Mexico’s peso posted its seventh-straight month of gains, the longest such streak in 15 years, with the currency’s carry trade appeal unshaken by warnings the rally has left it overpriced.
The currency, which is hovering near its strongest level since 2015, gained 2.3% this month. Its more than 16% rise this year makes it the best-performing currency across emerging markets after Colombia’s peso.
The resilience that earned it the moniker of “super peso” is unlikely to fade any time soon. Cooling US inflation data is stoking expectations that the Federal Reserve may have hiked for the last time. Meanwhile, stronger-than-expected growth data in Mexico on Monday reinforced expectations that its central bank will be the last among Latin America’s major economies to start cutting interest rates.

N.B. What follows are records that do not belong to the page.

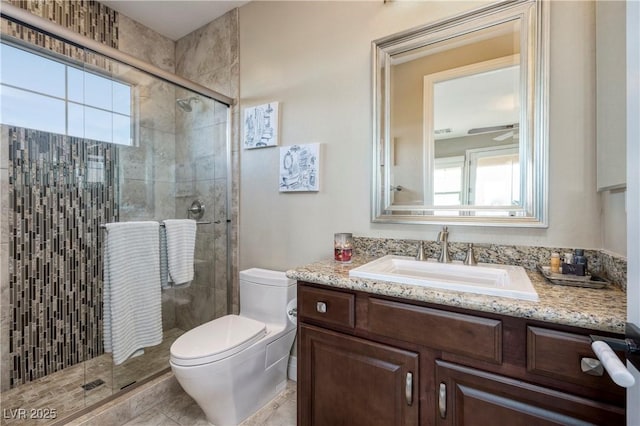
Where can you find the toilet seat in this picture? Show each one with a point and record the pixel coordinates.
(216, 340)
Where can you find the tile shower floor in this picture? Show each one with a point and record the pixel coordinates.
(63, 389)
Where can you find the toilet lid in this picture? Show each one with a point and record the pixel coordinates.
(216, 340)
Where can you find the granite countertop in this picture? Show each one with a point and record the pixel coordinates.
(598, 309)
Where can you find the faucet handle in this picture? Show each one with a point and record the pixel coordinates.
(470, 259)
(420, 255)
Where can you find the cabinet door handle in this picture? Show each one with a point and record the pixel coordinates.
(442, 400)
(321, 307)
(591, 366)
(408, 388)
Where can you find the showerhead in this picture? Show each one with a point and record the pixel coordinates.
(185, 104)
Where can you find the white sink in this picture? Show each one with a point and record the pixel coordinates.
(495, 280)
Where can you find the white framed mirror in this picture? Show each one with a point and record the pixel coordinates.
(460, 119)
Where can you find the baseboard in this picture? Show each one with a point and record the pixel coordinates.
(292, 370)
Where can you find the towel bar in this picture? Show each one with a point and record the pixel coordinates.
(103, 226)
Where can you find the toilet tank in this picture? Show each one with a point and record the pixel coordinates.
(264, 295)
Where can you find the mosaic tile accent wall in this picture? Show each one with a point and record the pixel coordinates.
(61, 189)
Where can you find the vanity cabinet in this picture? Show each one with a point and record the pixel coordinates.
(365, 359)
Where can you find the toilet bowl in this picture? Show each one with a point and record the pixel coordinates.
(234, 365)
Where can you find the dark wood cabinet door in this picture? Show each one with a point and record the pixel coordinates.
(345, 380)
(473, 397)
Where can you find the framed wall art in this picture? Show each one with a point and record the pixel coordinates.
(261, 126)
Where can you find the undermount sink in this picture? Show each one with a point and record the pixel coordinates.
(495, 280)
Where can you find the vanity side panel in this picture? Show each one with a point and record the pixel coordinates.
(471, 336)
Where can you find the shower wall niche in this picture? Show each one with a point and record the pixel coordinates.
(60, 190)
(57, 189)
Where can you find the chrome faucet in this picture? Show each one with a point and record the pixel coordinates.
(443, 238)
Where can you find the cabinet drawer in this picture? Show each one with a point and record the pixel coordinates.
(558, 354)
(468, 335)
(326, 306)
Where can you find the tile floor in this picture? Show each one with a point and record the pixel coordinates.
(63, 390)
(183, 411)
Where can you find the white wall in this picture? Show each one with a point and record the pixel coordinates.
(315, 58)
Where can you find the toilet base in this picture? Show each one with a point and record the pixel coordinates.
(238, 386)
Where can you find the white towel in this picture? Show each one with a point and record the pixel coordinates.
(181, 243)
(132, 297)
(165, 281)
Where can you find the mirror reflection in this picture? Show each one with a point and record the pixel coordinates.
(458, 130)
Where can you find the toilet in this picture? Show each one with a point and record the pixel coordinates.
(234, 365)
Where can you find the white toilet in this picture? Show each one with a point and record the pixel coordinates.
(234, 365)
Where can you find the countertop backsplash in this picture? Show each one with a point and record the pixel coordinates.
(600, 262)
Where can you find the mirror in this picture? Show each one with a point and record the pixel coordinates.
(460, 131)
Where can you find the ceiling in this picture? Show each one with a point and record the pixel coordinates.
(173, 18)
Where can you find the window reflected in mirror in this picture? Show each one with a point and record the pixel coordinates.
(458, 119)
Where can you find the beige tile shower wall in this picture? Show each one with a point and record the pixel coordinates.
(148, 169)
(157, 140)
(208, 56)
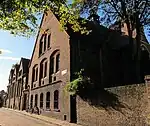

“The fact that Banxico will keep the carry is a dominant factor that should keep the peso stable at these levels,” said Marco Oviedo, a strategist at XP Investimentos. “If anything, it could get stronger.”
Still, Oviedo is among investors warning that the peso trade has become crowded. That could leave the currency vulnerable to a pullback toward 17 per dollar, from a current level of around 16.74, on any unexpected news, he said.
Read More: Brazil Set to Cut Rates, Colombia to Hold
While traders expect Mexico to begin cutting rates in the last quarter of the year, other Latin American countries have already kicked off their own easing cycles. Chile’s peso led losses in global currency markets on Monday after its central bank surprised analysts with a full percentage-point rate cut late Friday, and pointed to further big cuts to come. Meanwhile, traders are tilting toward Brazil reducing interest rates by 50 basis points on Wednesday.
Erick Martinez, a currency strategist at Barclays in New York, said the peso is only going to get more attractive in the coming months as other Latin American banks cut.
“We are in a new phase of the dollar cycle, we can see a fundamentally weaker dollar, and in the case of the peso, it has the added benefit of remittances and high carry,” Martinez said.
JPMorgan analysts said in a report last week the doubling in remittances over the last five years — to about $60 billion annually, exceeding oil exports — is among factors that have supported a structural change in the currency, making it less volatile than in the past.
“That means your sources of dollar inflows are going to be all that much more stable,” JPMorgan strategist Saad Siddiqui said in an interview. “They’re not going to be as dependent or volatile on the global business cycle.”
Read More: ‘Super Peso’ Defies Gloom, Tests High as US Economy Gains Steam
Data on Tuesday is expected to show that remittances rose to $5.4 billion in June, up more than 5% from the same month last year, according to analysts surveyed by Bloomberg.
The peso has also been lifted by expectations that manufacturers will bring more production facilities to Mexico in the wake of the supply disruptions seen during Covid, as well as the US’s trade disputes with China.